A spokesperson for the Sierra Club, a natural resources advocacy group that has sued Marissa, Illinois-based Prairie State in federal court for operating without a permit, said by email that coal burning facilities require the production, storage and transportation of numerous toxic byproducts, and the failure of any of those systems can cause an environmental disaster.

“Even in a relatively newer plant, there is no 100% safe or clean way to burn coal,” the spokesperson said. “Investors with ESG concerns should stay away from coal if climate and environmental impact are central to those concerns.”

Fitch gave the Plum Point deal an ESG score of 3, which means that environmental, social and governance issues “are credit-neutral or have only a minimal credit impact on the entity,” according to the rating agency.

“If this was a hydroelectric facility, the ESG score would be no different,” said Fitch’s Pidherny. “The risk that it’s a coal-fired unit that could face premature decommissioning is factored into our analysis of the individual cities, knowing that those obligations are going to have to get paid… [But] the key rating drivers of this credit really are not [ESG] issues. It’s really a mix of credit issues and other operational issues that ultimately drive the rating.” 

Environmental regulation isn’t the only pressure weighing against coal-fired generation: long-run U.S. market conditions have increasingly favored more affordable natural gas.

The Illinois Municipal Electric Agency, one of the nine public power agencies that own Prairie State and the second largest stakeholder after AMP, said that IMEA “has continued to diversify our portfolio by adding multiple new wind and solar resources,” said Staci Wilson, its director of government affairs.

“The IMEA board has committed to reach a power portfolio net-zero carbon emissions goal by 2050,” she said. “IMEA is also commissioning a formal study to plan for deployment of battery storage resources… [And] the IMEA Board recently authorized IMEA management to negotiate a contract for a 150 MW utility scale solar project.”

Wilson noted that IMEA “will conclude all of our system ownership debt payments in 2035. This includes the Prairie State project.”

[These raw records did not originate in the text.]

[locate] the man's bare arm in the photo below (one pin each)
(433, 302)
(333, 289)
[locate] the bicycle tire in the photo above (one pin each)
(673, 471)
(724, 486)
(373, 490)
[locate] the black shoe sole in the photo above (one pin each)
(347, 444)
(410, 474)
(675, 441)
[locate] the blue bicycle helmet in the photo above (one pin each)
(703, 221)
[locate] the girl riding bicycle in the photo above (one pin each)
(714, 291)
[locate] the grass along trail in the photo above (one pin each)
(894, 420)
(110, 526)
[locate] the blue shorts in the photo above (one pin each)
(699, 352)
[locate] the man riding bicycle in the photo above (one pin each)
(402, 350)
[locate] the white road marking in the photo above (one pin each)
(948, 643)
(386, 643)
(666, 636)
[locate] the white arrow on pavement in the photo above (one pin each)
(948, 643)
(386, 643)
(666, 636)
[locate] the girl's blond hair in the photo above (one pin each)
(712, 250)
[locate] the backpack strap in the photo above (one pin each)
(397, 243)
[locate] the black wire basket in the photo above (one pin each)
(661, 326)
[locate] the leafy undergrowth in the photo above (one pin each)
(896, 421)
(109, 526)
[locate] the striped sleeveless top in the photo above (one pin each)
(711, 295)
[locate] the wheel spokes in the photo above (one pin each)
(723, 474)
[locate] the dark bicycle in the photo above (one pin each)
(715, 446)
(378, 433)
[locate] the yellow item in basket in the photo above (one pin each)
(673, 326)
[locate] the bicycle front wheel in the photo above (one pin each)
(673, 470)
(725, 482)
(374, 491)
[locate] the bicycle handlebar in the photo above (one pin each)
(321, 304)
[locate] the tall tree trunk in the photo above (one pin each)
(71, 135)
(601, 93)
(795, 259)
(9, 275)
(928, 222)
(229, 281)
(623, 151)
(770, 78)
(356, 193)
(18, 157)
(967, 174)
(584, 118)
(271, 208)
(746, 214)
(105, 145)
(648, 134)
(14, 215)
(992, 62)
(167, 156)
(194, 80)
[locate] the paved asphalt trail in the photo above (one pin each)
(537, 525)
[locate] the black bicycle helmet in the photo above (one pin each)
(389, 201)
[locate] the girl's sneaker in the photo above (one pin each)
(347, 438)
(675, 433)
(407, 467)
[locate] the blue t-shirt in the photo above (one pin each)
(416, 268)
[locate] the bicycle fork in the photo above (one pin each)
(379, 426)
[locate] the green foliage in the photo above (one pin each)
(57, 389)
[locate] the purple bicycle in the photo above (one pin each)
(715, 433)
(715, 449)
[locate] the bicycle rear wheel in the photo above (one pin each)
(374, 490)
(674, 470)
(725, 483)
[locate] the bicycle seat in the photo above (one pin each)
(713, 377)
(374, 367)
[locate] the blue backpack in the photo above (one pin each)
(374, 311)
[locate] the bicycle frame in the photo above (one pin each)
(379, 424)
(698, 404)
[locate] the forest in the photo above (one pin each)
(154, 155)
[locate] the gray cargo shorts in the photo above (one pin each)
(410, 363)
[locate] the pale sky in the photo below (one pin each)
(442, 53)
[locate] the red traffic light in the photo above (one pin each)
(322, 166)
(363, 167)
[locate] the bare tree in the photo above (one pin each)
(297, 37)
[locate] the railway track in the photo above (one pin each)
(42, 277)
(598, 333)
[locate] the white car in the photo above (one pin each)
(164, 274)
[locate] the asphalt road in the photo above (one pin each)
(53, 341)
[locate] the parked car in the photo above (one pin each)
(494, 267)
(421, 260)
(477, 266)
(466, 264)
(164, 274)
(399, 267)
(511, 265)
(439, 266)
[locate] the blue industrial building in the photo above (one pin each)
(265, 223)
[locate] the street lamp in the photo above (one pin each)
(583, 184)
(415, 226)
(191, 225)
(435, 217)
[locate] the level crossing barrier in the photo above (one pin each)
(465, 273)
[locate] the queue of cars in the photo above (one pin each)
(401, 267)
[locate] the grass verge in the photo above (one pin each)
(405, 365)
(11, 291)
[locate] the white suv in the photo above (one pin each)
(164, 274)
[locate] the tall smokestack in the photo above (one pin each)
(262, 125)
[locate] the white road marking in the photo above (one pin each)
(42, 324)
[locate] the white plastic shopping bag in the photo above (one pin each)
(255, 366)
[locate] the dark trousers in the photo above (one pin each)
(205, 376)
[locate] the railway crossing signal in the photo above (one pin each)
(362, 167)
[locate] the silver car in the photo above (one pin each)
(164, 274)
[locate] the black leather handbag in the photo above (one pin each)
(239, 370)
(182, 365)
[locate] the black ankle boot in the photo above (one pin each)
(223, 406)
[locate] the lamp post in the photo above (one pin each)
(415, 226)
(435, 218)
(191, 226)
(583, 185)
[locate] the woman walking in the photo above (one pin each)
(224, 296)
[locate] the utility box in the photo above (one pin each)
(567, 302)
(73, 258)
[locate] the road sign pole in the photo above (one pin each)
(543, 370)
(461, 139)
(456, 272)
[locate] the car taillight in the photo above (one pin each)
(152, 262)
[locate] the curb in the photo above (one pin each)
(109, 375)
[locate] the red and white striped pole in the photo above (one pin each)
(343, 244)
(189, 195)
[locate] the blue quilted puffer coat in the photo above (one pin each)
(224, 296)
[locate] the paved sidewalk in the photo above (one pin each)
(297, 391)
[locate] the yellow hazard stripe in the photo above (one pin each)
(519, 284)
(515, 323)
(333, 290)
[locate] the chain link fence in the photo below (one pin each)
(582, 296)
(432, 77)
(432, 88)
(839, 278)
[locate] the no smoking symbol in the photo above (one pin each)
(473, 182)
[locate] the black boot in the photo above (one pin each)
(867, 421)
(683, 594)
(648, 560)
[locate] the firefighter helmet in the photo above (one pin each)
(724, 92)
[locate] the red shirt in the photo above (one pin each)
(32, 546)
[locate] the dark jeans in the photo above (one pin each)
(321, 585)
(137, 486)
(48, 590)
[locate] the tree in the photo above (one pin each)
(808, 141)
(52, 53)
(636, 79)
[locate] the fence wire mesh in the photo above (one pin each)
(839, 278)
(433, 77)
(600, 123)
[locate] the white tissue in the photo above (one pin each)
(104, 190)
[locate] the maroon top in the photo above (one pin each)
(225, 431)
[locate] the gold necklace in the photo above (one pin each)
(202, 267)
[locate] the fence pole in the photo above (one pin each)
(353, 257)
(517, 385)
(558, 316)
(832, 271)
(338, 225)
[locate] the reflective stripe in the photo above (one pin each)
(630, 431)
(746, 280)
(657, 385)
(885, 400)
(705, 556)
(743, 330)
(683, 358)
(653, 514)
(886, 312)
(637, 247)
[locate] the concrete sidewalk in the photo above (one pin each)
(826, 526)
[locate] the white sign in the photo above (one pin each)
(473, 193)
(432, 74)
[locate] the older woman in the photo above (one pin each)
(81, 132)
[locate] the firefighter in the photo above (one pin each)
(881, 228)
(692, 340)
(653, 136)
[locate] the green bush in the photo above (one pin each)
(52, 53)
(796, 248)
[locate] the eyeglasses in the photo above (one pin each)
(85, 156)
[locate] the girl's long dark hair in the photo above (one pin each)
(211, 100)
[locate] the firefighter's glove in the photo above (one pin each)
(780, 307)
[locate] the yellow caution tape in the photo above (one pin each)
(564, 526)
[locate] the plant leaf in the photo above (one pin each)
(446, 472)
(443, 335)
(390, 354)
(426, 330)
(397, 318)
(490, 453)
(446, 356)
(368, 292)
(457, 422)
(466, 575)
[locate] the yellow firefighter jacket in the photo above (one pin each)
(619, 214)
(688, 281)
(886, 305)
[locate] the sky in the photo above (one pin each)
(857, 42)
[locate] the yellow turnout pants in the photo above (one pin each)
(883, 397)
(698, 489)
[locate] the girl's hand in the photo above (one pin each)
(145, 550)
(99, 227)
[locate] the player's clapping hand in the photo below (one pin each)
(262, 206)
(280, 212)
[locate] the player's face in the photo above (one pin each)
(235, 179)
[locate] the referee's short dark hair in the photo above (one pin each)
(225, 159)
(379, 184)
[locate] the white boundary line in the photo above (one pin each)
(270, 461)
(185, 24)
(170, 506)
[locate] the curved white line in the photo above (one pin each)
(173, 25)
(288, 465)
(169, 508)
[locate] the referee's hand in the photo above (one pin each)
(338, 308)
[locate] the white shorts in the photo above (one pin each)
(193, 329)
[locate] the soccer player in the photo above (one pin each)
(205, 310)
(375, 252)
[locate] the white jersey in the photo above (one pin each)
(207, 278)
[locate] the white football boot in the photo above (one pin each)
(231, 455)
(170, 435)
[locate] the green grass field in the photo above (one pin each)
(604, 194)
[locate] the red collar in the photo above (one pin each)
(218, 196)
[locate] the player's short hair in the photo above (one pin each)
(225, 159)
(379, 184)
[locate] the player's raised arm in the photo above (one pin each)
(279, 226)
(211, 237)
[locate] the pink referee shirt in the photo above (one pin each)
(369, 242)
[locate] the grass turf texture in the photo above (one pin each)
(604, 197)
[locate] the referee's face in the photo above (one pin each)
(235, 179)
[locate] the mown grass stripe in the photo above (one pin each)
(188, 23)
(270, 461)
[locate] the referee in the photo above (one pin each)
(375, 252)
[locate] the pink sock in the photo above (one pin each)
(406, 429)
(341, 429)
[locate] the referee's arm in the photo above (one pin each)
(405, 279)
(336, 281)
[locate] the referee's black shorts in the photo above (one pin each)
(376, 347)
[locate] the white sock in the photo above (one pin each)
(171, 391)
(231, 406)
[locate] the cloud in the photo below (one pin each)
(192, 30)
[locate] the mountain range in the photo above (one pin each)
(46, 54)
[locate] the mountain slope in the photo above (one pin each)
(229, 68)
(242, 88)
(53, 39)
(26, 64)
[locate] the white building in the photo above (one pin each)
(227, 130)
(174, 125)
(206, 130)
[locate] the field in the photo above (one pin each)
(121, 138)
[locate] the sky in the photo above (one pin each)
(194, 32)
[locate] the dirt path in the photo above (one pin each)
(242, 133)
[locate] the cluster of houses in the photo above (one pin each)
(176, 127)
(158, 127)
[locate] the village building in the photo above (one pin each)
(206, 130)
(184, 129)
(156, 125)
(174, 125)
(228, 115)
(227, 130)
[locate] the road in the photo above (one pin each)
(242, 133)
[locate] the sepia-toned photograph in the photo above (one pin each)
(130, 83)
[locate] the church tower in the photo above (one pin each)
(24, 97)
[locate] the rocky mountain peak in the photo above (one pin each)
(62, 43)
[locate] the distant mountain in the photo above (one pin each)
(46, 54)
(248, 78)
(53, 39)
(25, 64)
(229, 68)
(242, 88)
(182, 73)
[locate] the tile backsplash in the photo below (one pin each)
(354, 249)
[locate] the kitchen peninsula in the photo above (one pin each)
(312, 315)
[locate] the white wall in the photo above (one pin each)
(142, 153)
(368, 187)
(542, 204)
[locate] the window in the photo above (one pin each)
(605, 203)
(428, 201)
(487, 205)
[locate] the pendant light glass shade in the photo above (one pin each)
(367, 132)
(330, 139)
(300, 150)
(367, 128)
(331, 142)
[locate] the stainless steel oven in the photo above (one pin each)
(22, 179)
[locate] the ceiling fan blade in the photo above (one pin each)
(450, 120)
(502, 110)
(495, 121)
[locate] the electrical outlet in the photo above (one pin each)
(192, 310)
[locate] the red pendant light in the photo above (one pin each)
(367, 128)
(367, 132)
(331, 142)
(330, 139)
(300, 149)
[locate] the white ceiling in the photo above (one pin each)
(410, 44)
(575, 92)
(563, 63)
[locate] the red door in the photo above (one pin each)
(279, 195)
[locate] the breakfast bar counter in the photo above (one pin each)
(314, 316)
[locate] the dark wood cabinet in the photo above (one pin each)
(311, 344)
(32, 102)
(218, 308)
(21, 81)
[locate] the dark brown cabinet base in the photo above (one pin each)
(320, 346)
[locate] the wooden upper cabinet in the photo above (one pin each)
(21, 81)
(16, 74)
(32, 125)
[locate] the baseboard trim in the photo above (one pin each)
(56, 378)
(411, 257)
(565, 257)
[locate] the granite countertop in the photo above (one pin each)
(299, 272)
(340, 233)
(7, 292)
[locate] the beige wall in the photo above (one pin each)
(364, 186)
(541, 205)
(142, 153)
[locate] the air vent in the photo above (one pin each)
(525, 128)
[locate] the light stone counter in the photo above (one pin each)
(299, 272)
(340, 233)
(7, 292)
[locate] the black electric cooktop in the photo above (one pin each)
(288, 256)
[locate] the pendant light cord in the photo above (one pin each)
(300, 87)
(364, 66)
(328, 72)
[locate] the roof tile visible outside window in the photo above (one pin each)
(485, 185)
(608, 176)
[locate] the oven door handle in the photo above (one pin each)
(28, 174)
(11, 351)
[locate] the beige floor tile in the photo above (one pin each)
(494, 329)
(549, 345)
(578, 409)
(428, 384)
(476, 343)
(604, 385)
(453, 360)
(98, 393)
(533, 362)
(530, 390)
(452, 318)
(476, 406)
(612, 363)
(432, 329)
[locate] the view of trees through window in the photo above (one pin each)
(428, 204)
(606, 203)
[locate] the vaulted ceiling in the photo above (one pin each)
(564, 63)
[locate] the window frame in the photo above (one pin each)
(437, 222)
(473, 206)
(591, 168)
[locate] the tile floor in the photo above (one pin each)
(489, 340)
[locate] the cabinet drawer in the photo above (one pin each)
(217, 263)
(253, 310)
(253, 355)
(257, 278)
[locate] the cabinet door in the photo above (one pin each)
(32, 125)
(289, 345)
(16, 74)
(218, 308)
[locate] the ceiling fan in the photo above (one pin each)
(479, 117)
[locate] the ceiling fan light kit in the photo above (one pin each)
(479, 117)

The Sierra Club spokesperson said the U.S. District Court of Southern Illinois ruled in the advocacy group’s favor in August, rejecting Prairie State’s motion to dismiss the case. The judge found Prairie State “has been operating the facility for a decade without any permit, and that the state and federal governments have simply ignored the facility’s existence,” the spokesperson said. 

But Pidherny said whether it’s Plum Point, Prairie State or another coal plant, “all of the entities that we are talking to and rating on a regular basis are beginning to evaluate options under the [federal] rulemaking.” The introduction of natural gas could extend the life of such plants but is in preliminary stages, he said, and ultimately comes down to an economic analysis of the costs of repowering versus the benefits of longer term operations.

“The obligation under these bonds has absolutely nothing to do with the operation of the plant,” he added.

MPUA Chief Financial Officer Ken Reasoner did not respond to requests for comment.